Film Studies in Motion: From audiovisual essay to academic research video

Adaptation

Although not a category in itself, a recent development entails adaptation, where an existing piece of writing – for example, a review by Roger Ebert – is taken as the groundwork of an emerging video. In the case of an Ebert-review on Mike Figgis’ 1988 Stormy Monday and its audiovisually adapted version by Matt Zoller Seitz, Deep Focus: Mike Figgis’ Stormy Monday, As Reviewed by Roger Ebert (2011), the original article is recorded as a strongly structuring if not dramatized voice-over by Kim Morgan,[59] to which a careful selection of illustrative – thematically or visually corresponding – scenes are rendered from the film at hand.
By bringing theoretical ideas about adaptation into practice, Zoller Seitz’s video exemplifies the complex process of creativity that a video essayist needs to face. By making such a video, one needs to understand the fundamental tenet of a viable adaptation theory (e.g., McFarlane 1996, Stam 2000, Leitch 2003, Venuti 2007) according to which adaptation is not a direct transcription but a translation through interpretation of the adapted original. When putting monomodal text into multimodal video, audiovisual choices have to be made and the interaction between words and images quickly becomes dialectic. In this particular video for instance, the visuals do not only illustrate Ebert’s words, but also add new rhetoric to them by using conflicting imagery. Remarkably, if one were to look at this without having prior knowledge that it is in fact an adaptation, this type of video is undistinguishable from other forms of audiovisual work. For example, our audiovisual work, Creativity Beyond Originality: György Pálfi’s FINAL CUT as Narrative Supercut (Kiss 2015), is actually a videographic adaptation of an earlier published written paper (Kiss 2013), however the video can be also considered as a standalone piece, working fully independent of its textual original.
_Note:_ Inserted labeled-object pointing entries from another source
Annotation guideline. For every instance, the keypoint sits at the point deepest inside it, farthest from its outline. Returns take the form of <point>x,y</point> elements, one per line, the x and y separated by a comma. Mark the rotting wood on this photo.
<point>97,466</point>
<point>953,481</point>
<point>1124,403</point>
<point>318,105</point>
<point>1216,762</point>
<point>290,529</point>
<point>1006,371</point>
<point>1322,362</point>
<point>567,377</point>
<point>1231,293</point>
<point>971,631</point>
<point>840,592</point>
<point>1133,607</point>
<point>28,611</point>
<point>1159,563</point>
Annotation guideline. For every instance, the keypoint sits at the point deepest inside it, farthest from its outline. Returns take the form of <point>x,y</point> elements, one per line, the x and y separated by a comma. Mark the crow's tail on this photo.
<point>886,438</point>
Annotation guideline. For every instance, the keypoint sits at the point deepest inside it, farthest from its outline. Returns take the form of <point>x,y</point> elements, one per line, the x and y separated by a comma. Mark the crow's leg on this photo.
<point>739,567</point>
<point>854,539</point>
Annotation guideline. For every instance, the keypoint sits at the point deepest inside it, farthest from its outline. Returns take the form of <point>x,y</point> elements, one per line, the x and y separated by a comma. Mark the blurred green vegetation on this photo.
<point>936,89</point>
            ​Another example entails self-adaptation, making a full-circle of production: in 2009 Matt Zoller Seitz created a five-part video essay series on Wes Anderson for Moving Image Source called The Substance of Style. The project yielded him a book-deal in 2013 (The Wes Anderson Collection). Subsequently, during the same year, seven chapters of that book were (re-)adapted into seven videos (and a trailer for the book) for RogerEbert.com).[60]
            ​Audiovisualized versions of written lists and curatorial notes would logically result in compilational supercuts. Curiously, these materials actually suffer from the loss of their essayistic components when translated into video, rather than gain them. Martin Scorsese’s list of “85 Films You Need to See to Know Anything about Film” (Tetzeli 2012) is one such case. Whereas the original article, including a more elaborate talk, provides an argued view on the canon of cinema history, its video adaptation, entitled The Martin Scorsese Film School, reduces the list to a compilation of highlights or recognizable moments, which do little more than inform the viewer that these films actually exist, and that Scorsese thinks they are quintessential titles, without revealing reasons and arguments of how or why.
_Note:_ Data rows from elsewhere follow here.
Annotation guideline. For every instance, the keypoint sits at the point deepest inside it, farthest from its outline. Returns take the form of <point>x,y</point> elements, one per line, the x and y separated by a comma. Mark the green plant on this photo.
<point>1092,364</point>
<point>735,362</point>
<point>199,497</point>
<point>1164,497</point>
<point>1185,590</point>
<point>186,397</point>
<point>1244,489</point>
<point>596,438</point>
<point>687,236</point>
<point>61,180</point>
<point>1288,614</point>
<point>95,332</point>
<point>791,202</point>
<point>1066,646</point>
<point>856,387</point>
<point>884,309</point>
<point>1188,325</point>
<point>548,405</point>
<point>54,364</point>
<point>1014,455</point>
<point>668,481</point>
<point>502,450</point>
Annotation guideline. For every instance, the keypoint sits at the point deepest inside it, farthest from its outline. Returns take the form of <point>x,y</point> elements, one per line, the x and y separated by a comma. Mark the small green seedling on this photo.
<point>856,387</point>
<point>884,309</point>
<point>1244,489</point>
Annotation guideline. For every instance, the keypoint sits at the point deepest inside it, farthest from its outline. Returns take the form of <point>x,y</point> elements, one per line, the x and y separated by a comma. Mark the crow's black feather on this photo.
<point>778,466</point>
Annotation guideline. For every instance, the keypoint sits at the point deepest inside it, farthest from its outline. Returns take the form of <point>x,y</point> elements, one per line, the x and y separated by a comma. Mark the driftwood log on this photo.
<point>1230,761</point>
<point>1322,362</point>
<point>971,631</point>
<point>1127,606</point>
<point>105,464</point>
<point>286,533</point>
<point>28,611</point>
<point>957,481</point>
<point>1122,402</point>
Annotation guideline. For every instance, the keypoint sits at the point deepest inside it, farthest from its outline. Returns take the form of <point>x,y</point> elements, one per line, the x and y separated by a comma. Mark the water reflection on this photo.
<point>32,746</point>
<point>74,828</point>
Nelson Carvajal’s Academy Awards: Best Picture Oscar Winners (2013) provides more or less the same information as its written counterpart, which simple list is far from being essayistic – the video is then a compilational supercut for infotainment purposes.
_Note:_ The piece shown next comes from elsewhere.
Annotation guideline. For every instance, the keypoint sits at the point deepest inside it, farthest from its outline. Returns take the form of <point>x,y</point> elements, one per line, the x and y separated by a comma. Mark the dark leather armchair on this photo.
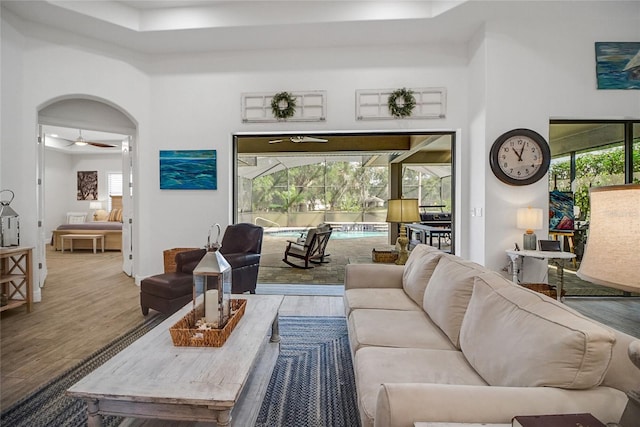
<point>242,247</point>
<point>171,291</point>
Kevin B. Lee’s videos on the same subject,[61] for example his Who Deserves the 2014 Oscar for Best Lead Actress? (2014), may move compilations towards essayistic qualities; however, in fact, they provide mere arguments in a supercut of annotated excerpts.
Lee’s videos suffice as standalone works, but are nevertheless presented at the end of an introductory article as “Oscars 2014: video evidence”. Unlike Carvajal, Lee is less eager to mention the term ‘essay’, even when the videos, in fact, clearly are essayistic in nature.